It may now, and must now be said that after 234 years, our Supreme Court has finally, at long last, made it unequivocal and explicit that our right to keep and bear arms for personal defense is a fundamental, unalienable right protected by the 2nd Amendment and applicable to the States through the Due Process Clause of the 14th Amendment.
The ruling in McDonald v. Chicago is an enormous victory for liberty and security, although a slightly qualified one. Justice Alito, writing for the Court, says:
“In Heller, we held that the Second Amendment protects the right to possess a handgun in the home for the purpose of self-defense. Unless considerations of stare decisis counsel otherwise, a provision of the Bill of Rights that protects a right that is fundamental from an American perspective applies equally to the Federal Government and the States. We therefore hold that the Due Process Clause of the Fourteenth Amendment incorporates the Second Amendment right recognized in Heller.”
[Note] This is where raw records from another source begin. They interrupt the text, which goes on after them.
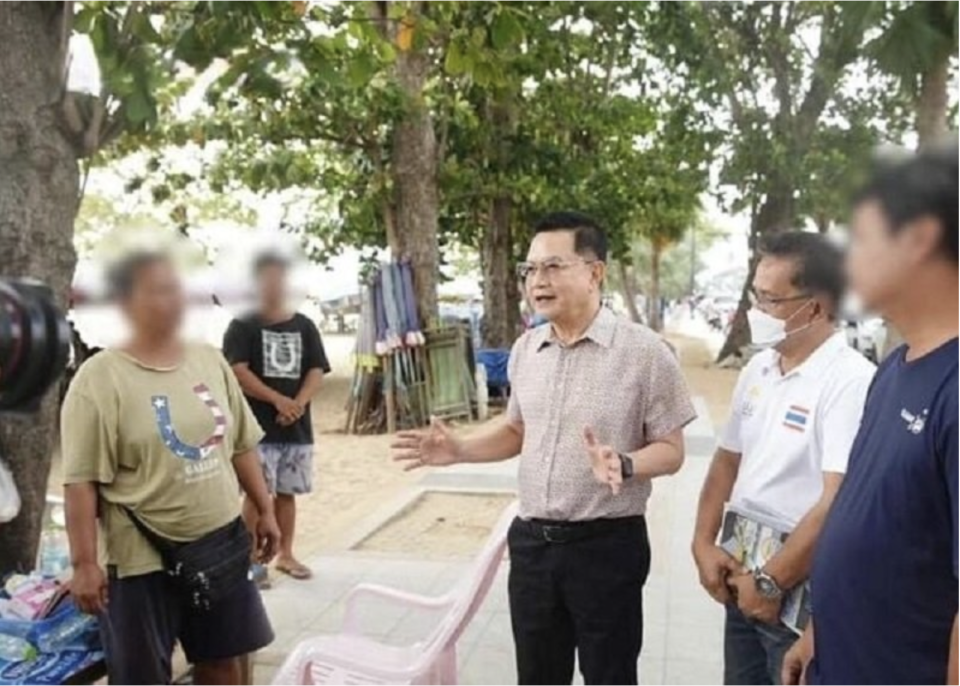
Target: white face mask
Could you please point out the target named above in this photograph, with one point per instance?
(766, 331)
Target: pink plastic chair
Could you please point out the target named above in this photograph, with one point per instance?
(351, 658)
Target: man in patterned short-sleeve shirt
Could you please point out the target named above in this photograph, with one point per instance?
(597, 411)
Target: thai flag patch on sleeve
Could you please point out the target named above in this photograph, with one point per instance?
(796, 418)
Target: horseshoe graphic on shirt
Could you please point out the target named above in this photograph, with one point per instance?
(281, 354)
(161, 411)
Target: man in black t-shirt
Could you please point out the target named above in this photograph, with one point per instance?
(279, 360)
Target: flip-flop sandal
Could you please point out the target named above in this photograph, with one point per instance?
(299, 571)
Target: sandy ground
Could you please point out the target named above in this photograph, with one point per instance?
(440, 524)
(353, 475)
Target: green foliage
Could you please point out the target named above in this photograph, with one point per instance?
(915, 37)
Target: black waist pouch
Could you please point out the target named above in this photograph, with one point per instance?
(208, 569)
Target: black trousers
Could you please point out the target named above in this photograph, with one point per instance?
(578, 589)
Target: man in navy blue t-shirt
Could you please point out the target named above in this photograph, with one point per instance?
(884, 576)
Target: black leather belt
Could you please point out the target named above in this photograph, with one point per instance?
(555, 531)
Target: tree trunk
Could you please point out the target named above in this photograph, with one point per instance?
(501, 294)
(39, 183)
(629, 291)
(823, 223)
(653, 297)
(932, 103)
(778, 213)
(414, 168)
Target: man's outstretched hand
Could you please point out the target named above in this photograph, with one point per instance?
(434, 446)
(604, 460)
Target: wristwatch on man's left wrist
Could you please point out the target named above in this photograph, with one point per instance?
(626, 466)
(766, 585)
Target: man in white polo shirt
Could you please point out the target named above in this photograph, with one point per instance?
(795, 412)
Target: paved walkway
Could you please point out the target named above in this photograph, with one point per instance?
(683, 627)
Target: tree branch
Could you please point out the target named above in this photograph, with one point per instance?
(838, 47)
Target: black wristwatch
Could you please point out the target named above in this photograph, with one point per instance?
(766, 585)
(626, 466)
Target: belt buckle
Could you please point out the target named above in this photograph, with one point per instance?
(548, 534)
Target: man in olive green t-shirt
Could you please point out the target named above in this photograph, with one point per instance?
(156, 441)
(160, 427)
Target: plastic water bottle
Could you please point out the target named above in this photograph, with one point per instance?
(73, 633)
(15, 648)
(54, 552)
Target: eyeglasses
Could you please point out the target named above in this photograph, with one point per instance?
(551, 268)
(758, 300)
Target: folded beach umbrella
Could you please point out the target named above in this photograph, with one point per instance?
(391, 294)
(414, 334)
(382, 347)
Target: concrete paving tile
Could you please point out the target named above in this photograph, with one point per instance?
(651, 670)
(693, 672)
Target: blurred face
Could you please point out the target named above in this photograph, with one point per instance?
(775, 294)
(558, 282)
(881, 263)
(272, 285)
(156, 303)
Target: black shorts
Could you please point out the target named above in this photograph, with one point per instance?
(147, 614)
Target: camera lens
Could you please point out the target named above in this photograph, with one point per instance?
(34, 344)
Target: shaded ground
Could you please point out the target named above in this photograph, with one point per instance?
(353, 474)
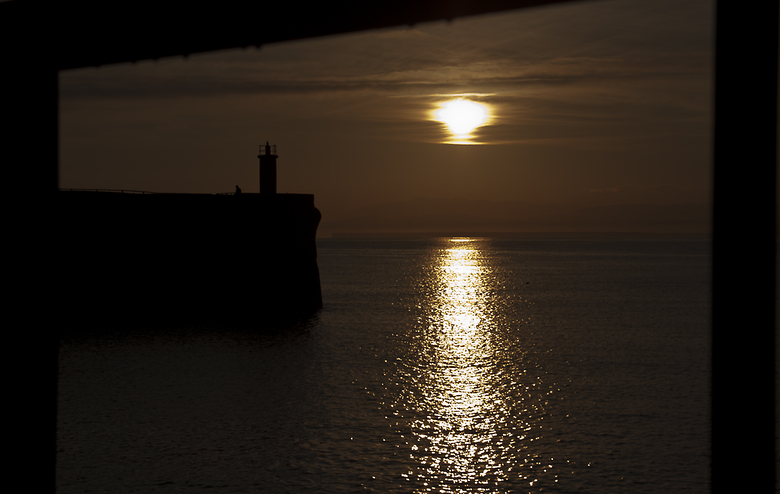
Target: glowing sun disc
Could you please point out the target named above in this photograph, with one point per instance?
(462, 116)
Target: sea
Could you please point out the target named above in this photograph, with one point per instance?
(437, 365)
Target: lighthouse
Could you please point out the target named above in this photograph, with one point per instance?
(267, 158)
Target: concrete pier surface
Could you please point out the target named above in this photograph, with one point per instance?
(224, 259)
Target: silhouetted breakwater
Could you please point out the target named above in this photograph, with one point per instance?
(244, 259)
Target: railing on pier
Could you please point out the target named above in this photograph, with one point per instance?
(120, 191)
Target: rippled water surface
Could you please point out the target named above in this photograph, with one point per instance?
(437, 365)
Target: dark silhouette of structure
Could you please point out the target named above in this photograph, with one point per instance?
(171, 258)
(41, 38)
(267, 159)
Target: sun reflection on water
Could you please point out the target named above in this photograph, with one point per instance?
(472, 417)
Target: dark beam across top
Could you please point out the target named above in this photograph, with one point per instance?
(84, 34)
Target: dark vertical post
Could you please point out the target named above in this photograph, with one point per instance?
(267, 169)
(743, 249)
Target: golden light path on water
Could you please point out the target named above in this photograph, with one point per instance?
(476, 414)
(462, 117)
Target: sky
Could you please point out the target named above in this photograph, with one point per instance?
(600, 119)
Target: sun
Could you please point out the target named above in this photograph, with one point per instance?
(462, 117)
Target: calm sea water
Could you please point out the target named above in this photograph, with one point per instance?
(436, 365)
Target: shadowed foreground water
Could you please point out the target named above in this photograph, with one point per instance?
(437, 365)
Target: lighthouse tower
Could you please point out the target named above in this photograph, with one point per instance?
(267, 158)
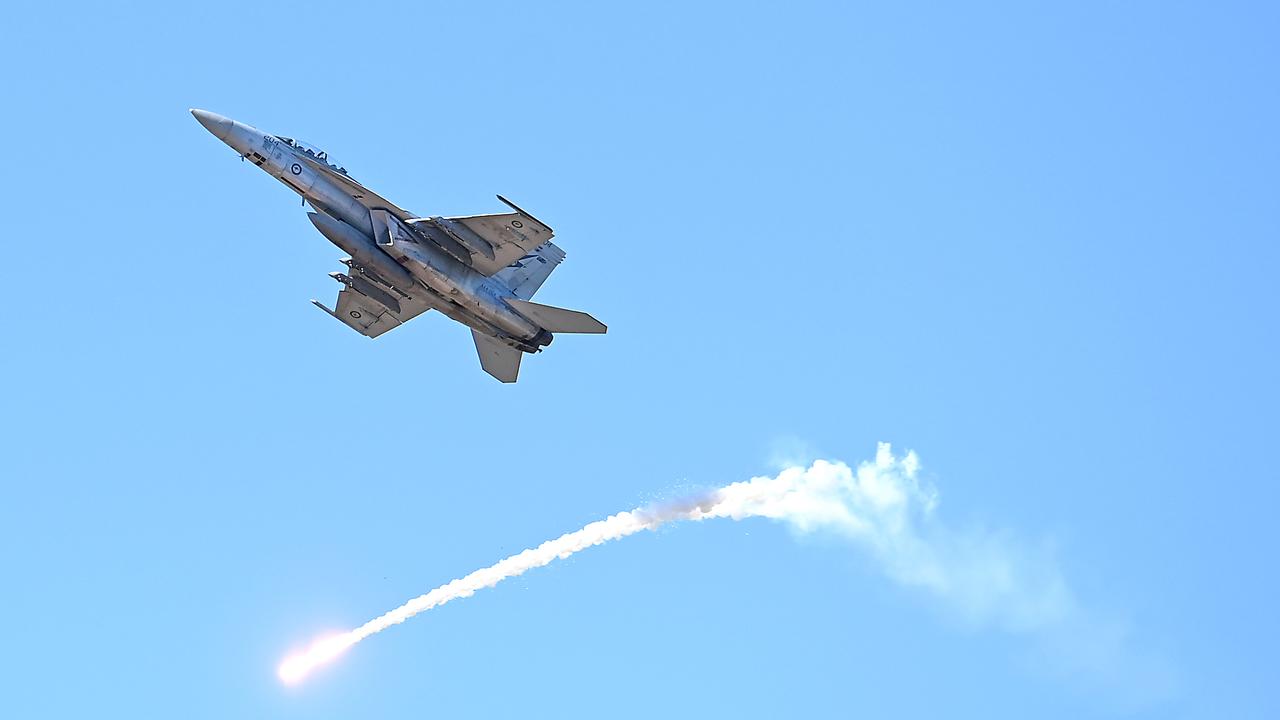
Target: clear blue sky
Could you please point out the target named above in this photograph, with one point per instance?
(1038, 245)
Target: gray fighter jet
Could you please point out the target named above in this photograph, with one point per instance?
(480, 270)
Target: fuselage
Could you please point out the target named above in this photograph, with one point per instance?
(442, 281)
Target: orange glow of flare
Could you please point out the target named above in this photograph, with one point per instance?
(296, 666)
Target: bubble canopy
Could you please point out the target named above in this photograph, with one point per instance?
(312, 151)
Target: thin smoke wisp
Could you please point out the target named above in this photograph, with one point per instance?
(880, 505)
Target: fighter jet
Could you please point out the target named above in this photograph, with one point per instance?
(480, 270)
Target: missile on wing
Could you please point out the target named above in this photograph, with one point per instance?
(362, 250)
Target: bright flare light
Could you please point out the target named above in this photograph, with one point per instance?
(296, 666)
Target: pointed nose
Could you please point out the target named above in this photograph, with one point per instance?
(214, 123)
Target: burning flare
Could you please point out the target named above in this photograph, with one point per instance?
(876, 504)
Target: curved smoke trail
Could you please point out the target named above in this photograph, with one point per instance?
(878, 505)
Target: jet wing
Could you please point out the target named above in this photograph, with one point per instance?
(370, 309)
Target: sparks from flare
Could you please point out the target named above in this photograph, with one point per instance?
(874, 499)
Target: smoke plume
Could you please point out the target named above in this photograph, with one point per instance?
(881, 506)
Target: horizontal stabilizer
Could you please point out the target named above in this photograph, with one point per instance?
(557, 319)
(497, 358)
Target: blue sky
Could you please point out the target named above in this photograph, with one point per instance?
(1033, 242)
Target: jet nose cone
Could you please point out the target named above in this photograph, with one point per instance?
(214, 123)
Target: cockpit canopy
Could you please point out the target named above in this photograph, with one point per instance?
(312, 151)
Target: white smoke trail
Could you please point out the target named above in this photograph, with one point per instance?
(877, 505)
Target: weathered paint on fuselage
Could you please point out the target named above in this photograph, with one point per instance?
(447, 285)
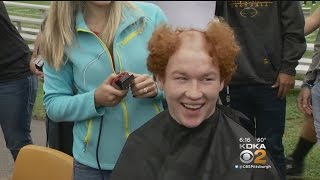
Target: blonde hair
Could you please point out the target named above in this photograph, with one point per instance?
(59, 29)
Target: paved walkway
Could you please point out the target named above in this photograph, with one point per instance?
(6, 162)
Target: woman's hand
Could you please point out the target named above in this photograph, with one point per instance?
(33, 68)
(107, 95)
(143, 86)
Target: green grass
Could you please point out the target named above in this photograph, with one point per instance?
(294, 118)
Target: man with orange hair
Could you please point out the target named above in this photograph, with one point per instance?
(194, 138)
This is an unparalleled victory for gun rights! Beyond the immediate effect, because the RKBA is now firmly a fundamental right, ALL REGULATIONS that infringe upon that right are subject to the “strict scrutiny” standard of review, rather than a lesser “rational basis” review. What this means in the practical sense is that many thousands of gun laws may now be challenged to see if they meet this test:
Can the government demonstrate that it has a compelling need to impose the regulation?
Is the regulation narrowly tailored to achieve only the legitimate governmental objective?
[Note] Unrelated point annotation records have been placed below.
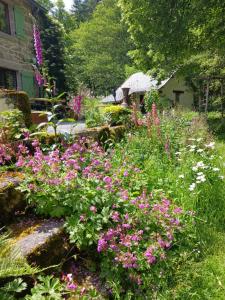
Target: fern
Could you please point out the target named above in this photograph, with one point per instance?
(11, 263)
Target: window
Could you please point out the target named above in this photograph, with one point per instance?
(4, 18)
(8, 79)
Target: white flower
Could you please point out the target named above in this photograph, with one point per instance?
(200, 164)
(210, 145)
(192, 187)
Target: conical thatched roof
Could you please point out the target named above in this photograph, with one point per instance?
(139, 82)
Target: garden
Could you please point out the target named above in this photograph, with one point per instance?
(142, 218)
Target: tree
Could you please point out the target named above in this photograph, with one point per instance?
(83, 9)
(99, 49)
(46, 4)
(64, 17)
(167, 33)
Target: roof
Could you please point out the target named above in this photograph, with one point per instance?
(111, 99)
(36, 4)
(136, 83)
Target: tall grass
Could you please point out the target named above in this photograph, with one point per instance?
(167, 162)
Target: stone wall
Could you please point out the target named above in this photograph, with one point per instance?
(16, 53)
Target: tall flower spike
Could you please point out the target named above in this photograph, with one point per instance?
(37, 45)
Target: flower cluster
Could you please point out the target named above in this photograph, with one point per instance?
(75, 104)
(143, 237)
(6, 153)
(37, 45)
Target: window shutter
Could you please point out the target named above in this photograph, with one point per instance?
(19, 21)
(28, 83)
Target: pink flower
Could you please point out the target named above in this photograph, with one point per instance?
(125, 174)
(149, 255)
(35, 143)
(93, 209)
(116, 216)
(107, 179)
(102, 245)
(82, 218)
(71, 286)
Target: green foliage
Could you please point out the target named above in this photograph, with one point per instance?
(83, 9)
(47, 4)
(12, 288)
(93, 116)
(12, 125)
(98, 52)
(53, 40)
(47, 288)
(11, 263)
(106, 196)
(150, 98)
(166, 33)
(116, 115)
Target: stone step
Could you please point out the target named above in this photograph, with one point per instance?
(41, 242)
(11, 199)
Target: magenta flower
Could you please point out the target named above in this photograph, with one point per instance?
(107, 180)
(75, 104)
(102, 245)
(37, 45)
(71, 286)
(93, 209)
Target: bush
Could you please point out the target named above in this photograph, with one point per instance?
(21, 101)
(116, 115)
(11, 125)
(93, 117)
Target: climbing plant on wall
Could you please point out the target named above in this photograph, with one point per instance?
(53, 40)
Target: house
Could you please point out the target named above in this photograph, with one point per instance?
(16, 44)
(174, 90)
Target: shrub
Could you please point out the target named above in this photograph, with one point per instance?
(21, 101)
(93, 117)
(12, 125)
(116, 115)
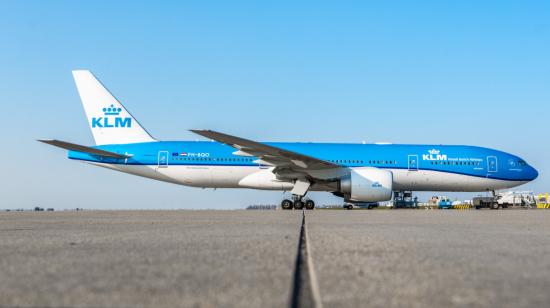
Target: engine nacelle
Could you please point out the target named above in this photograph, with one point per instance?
(367, 185)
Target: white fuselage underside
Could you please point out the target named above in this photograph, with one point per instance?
(262, 178)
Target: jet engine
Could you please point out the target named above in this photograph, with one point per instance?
(367, 185)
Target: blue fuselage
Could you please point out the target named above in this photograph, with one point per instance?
(452, 159)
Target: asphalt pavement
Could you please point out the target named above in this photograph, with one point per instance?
(379, 258)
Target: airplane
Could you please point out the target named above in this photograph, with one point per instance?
(356, 172)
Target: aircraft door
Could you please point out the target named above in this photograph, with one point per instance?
(492, 165)
(163, 159)
(413, 163)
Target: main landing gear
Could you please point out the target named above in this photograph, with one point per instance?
(298, 204)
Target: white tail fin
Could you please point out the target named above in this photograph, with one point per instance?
(109, 121)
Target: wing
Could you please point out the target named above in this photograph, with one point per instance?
(285, 161)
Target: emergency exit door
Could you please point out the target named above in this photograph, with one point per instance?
(413, 163)
(163, 159)
(492, 165)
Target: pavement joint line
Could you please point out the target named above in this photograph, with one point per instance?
(305, 288)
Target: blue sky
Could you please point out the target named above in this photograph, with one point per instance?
(453, 72)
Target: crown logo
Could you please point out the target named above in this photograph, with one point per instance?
(112, 110)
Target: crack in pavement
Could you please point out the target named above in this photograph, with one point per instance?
(305, 289)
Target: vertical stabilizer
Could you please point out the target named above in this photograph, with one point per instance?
(109, 121)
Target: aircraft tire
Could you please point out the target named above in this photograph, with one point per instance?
(286, 204)
(310, 205)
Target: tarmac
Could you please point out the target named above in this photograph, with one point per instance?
(378, 258)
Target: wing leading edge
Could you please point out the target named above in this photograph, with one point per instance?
(284, 160)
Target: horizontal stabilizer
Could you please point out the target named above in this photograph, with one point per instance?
(82, 148)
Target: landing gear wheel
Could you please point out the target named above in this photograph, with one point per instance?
(286, 204)
(310, 205)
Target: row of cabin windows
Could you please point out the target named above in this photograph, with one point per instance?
(338, 161)
(465, 163)
(213, 159)
(379, 162)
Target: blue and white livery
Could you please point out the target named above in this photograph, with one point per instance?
(356, 172)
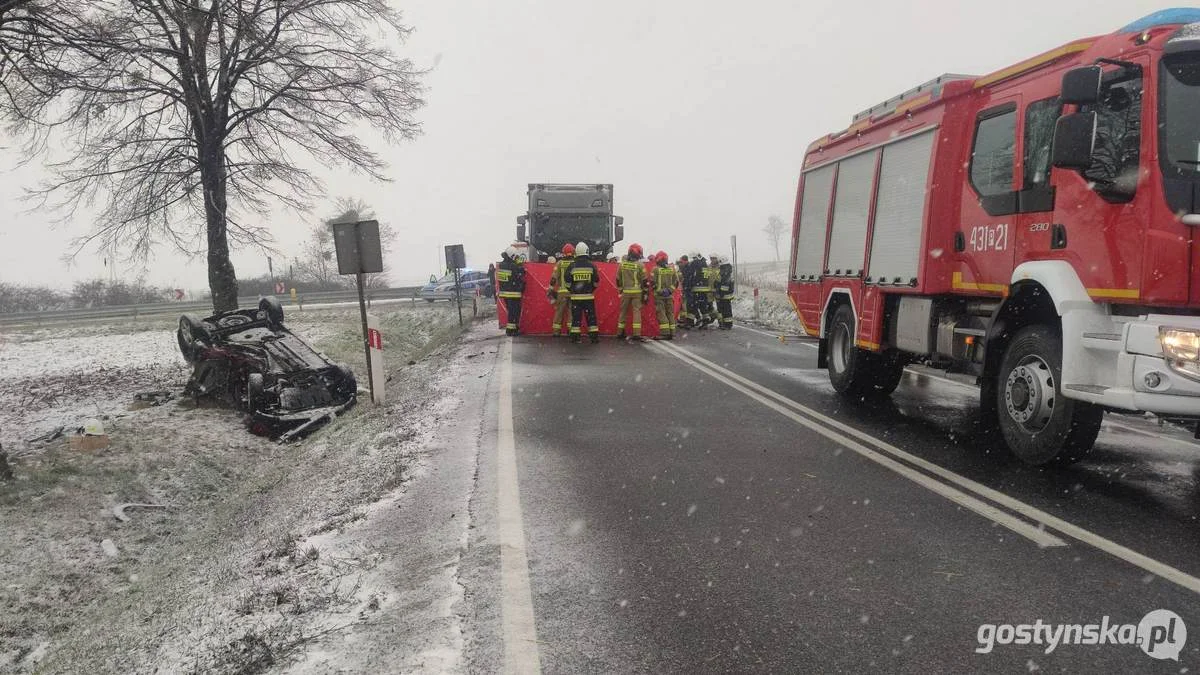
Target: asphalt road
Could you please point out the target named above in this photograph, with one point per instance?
(708, 505)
Does the regulation represent the least possible intrusion on the fundamental right implicated?
Many gun laws will meet this standard, including keeping guns out of the hands of criminals and insane persons, but many more will not meet this high bar, and that will change the complexion of gun ownership completely in many states, particularly in the East and Midwest, and of course California.
But, a caveat: The Court explicitly recognized that reasonable restrictions are both possible, and in a couple of cases, such as keeping guns out of schools, implicitly desirable. Furthermore, according to the hysterical pronouncements of Mayors Daley and Bloomberg, we can expect repeated attempts to burden gun ownership such as those put in place by the District of Columbia after the Heller decision. Daley is talking about all manner of obstructive bureaucracy and huge insurance policies, among other plots to suborn the will of the People and the dictates of the Court.
But again, the good news is that whatever he tries can now be challenged under federal civil rights laws, and most importantly, actions by state agents that interfere with the RKBA are now CIVIL RIGHTS VIOLATIONS that may be prosecuted under 42 USC 1983. This is an enormous boost to gun owners against overzealous cops and legislators.
Hooray for the Constitution! Today is a day to be remembered in our history books!
FWIW here’s my take on the subject:
The 14th Amendment “incorporation doctrine” is LEGAL QUACKERY perpetrated by the corrupt judges and executive officers of the government!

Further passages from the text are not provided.